Officier de la légion d’honneur, declare que par suite
de la grave indisposition de Mr. Lassale Bordes
egalement peintre d’histoire et autrefois mon eleve,
je me suis trouvé dans le plus grand embarras au
sujet des travaux dont j’etais chargé par divers parti-

-culiers, par le gouvernement et par la ville de Paris. L’habitude
que j’ai de son concours dans ces sortes d’entreprises me rendait
doublement prejudiciable son absence dans le moment où son
aide m’etait le plus nécessaire. Quoique justement indigné et attristé

de l’accident dont il venait d’etre victime, il
m’a fallu pour remplir mes engagements et m’eviter
des pertes considerables employer une autre personne
dans ces travaux [mot barré illisible] que [mot interlinéaire] l’assistance de Mr Lassale m’aurait

incomparablement facilité. Il suivra de cette nécéssité où
je me suis trouvé que ces divers ouvrages devront être continués
par la même main et que Mr Lasalle aura été privé [mot barré illisible] durant [mot interlinéaire]
six mois de la somme de 500 # par mois qu’il eut reçu de
moi pour ses honoraires [mot barré illisible] parce [mot interlinéaire] qu’il en sera de même jusqu’a
la fin de mes travaux en voie d’execution.

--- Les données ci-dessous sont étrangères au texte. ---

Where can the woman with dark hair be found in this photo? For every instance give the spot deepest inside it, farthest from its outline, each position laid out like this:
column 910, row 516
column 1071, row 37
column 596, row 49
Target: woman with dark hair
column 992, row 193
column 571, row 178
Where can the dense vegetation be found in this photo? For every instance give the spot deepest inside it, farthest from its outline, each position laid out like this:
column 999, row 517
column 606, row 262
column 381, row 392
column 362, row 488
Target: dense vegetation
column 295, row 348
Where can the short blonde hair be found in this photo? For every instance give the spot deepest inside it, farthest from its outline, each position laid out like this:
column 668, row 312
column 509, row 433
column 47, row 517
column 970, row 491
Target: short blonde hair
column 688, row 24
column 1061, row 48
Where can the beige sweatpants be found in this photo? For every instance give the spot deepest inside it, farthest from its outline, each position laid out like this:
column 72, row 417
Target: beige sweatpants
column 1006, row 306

Cette perte est loin d’etre la seule qu’il aura a subir
dans ses interets. Mr Lassale etait chargé par le gouverne-
-ment d’un tableau d’histoire pour la somme de 6000 #. Ce
travail ne pouvant être terminé assez tôt pour figurer à
l’exposition prochaine, le privera infailliblement pour cette
année du bénefice d’une autre commande plus importante
et le remet indéfiniment. Les expositions sont en quelque
sorte, le champ de bataille des artistes : y manquer c’est
perdre beaucoup : c’est là que leur réputation est destinée
à grandir et que les récompenses sont distribuées. La médaille
d’or que Mr Lassale avait deja reçue à une exposition
précedente aurait eté, selon toute probabilité, suivie d’une
nouvelle médaille cette année, si l’on considere le merite du
tableau qu’il destinait au Salon. J’ai eté d’autant plus affecté
de ce cruel retard et de l’accident qui en etait cause, que

Page 2

Mr Lassale Bordes se trouve par son talent l’unique
soutien de sa famille. Ces considerations que je me fais un
devoir d’exposer ici, auront j’espere aux yeux des juges,
toute l’importance que j’y attache et que j’ai à cœur de
voir accueillir avec la faveur que méritent son talent
et son caractere.

Signé
EugDelacroix
rue N. D. de Lorette 58 à Paris

Ce 8 février 1850.

 

il y a deux corrections soulignées sur l’autre côté de la feuille :
j’ai dit que Mr Lassale sera privé durant six mois au moins
de la somme de cinq cents francs par mois.

EugDelacroix

 

[Certificat du commissaire de la Chaussée d’Antin, M. Blavier]

[Cachet de la préfecture de police]

[8 Février 1850, Certificat de M. Delacroix peintre d’histoire à Paris, officier de la légion d’honneur, constatant les pertes d’argent énormes que l’accident a occasioné à Mr Lassalle Bordes.]